Une session extraordinaire de la conférence des chefs d’États et de gouvernements de la Communauté économique des États de l’Afrique centrale (CEEAC) s’est tenue le 15 décembre 2023 à Ciudad de la Paz (Guinée équatoriale). Il y était question de la situation au Gabon, où un coup d’État a renversé Ali Bongo le 30 août 2023. Depuis, le pouvoir de transition gabonais a effectué un lobbying très actif pour que les sanctions de la CEEAC soient levées.
Le pouvoir de transition gabonais fait un lobbying très actif pour que les sanctions don il est frappé soient levées. Le nouvel homme fort de Libreville, le général Oligui Nguema, a beaucoup voyagé depuis le putsch. Il a pris soin d’aller voir le président équato-guinéen en premier, après sa prise de pouvoir. Puis il a rencontré, un par un, tous les chefs d’États de la CEEAC, à l’exception de l’Angolais João Lourenço, rappelle RFI.

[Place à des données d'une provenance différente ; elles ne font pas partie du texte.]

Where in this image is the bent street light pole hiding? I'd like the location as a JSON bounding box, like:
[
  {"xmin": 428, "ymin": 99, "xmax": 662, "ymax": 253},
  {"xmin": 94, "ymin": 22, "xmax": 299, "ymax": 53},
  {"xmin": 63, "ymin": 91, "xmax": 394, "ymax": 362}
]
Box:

Depuis trois mois, les Gabonais font de la pédagogie, tentent au maximum de rassurer les partenaires, d’expliquer les raisons du coup d’État, un putsch sans effusion de sang, avec une certaine popularité auprès de la population…
Avant ce sommet, Libreville était plutôt optimiste. « Aucun président de la sous-région n’a montré une volonté de garder notre pays sous sanction », avait confié le porte-parole de la présidence avait aussi rappelé que Libreville avait donné des assurances, en dévoilant notamment le 13 novembre un calendrier de transition sur deux ans. Un activisme qui a d’ailleurs payé puisque le 11 décembre, la Banque Mondiale a repris ses programmes suspendus depuis août.
Le facilitateur de la CEEAC, le Centrafricain Faustin-Archange Touadéra, est arrivé lundi en Guinée équatoriale pour remettre son rapport sur les avancées de la transition et ses recommandations. Le général Oligui Nguema a été invité et se trouve sur place depuis le 14 décembre.
Libreville espère une levée des sanctions le plus vite possible. Il y a une semaine, devant l’assemblée, le Premier ministre avait averti que le pays ne pouvait pas se permettre d’être au banc des nations. Sinon les bailleurs de fonds risquaient à terme de se rétracter et de stopper leurs financements.